Gunung Anak Krakatau yang berlokasi di Selat Sunda, tepatnya di perbatasan wilayah Lampung Selatan dan Banten, hingga saat ini masih mempertahankan statusnya pada Level III atau Siaga. Penetapan status tersebut didasarkan pada pemantauan intensif yang dilakukan oleh Pusat Vulkanologi dan Mitigasi Bencana Geologi (PVMBG) terhadap aktivitas vulkanik yang masih terus berlangsung.
Petugas Pos Pengamatan Gunung Anak Krakatau dari Badan Geologi, Deny Mardiono, menjelaskan bahwa aktivitas visual maupun seismik di gunung api tersebut menunjukkan dinamika yang patut diwaspadai. Berdasarkan pengamatan yang dilakukan pada Rabu (8/7) antara pukul 12.00 hingga 18.00 WIB, teramati adanya embusan asap dari kawah aktif dengan ketinggian mencapai 10 hingga 100 meter di atas puncak. Asap kawah tersebut tampak berwarna putih dengan intensitas sedang hingga tebal dan bertekanan lemah.
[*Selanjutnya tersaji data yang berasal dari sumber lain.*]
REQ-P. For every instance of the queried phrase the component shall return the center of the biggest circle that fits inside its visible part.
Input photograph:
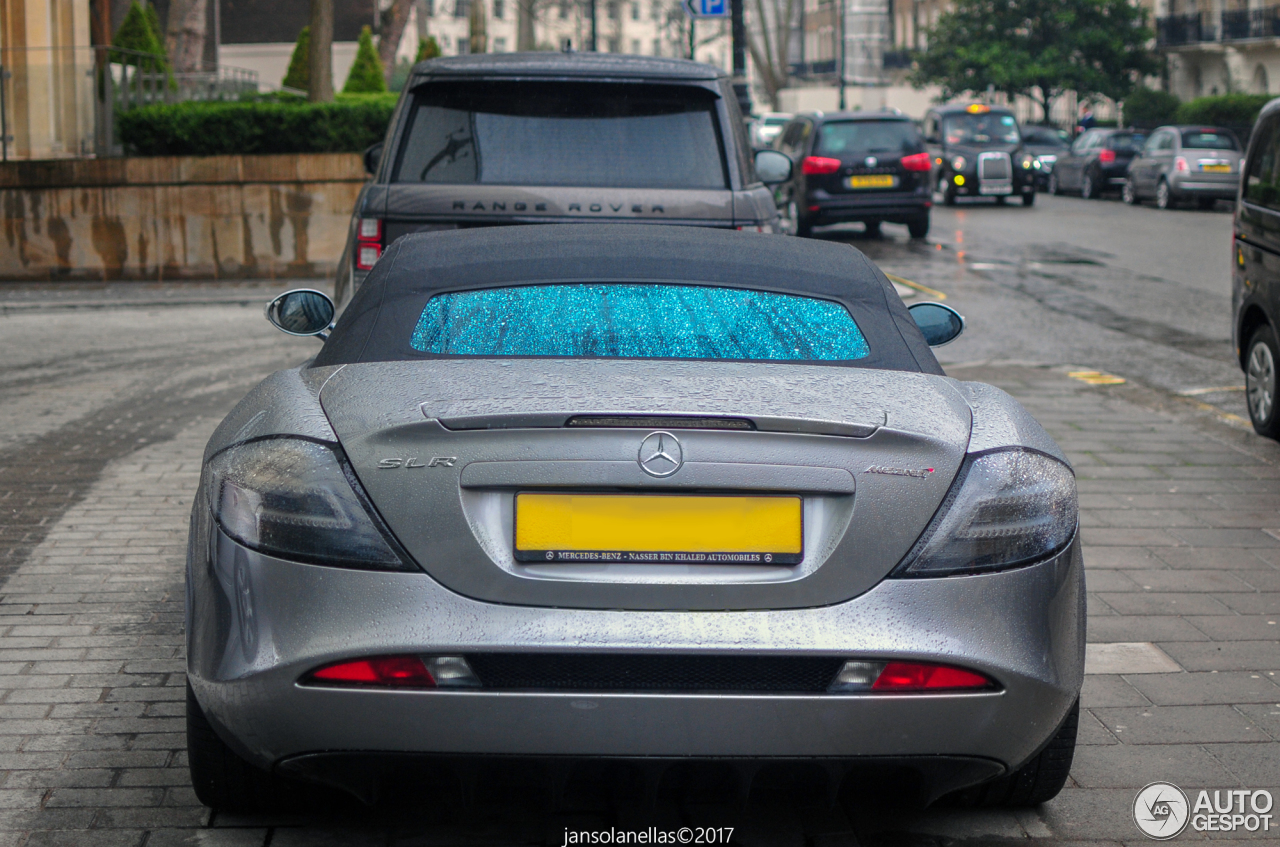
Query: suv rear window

Dari sisi kegempaan, alat seismogram mencatat adanya aktivitas tremor menerus atau microtremor. Getaran ini menjadi indikator penting adanya pergerakan magma atau fluida di bawah permukaan tubuh gunung. Tercatat, amplitudo getaran tremor berada dalam kisaran 1 hingga 15 milimeter, dengan nilai amplitudo dominan mencapai 5 milimeter.
Meskipun kondisi meteorologi di sekitar kawasan gunung setinggi 157 meter di atas permukaan laut (mdpl) ini cenderung cerah dan berawan, otoritas terkait tetap mengimbau masyarakat untuk meningkatkan kewaspadaan. Seluruh pihak diminta untuk terus mengikuti arahan dari lembaga berwenang guna meminimalisir risiko yang mungkin timbul akibat aktivitas vulkanik tersebut.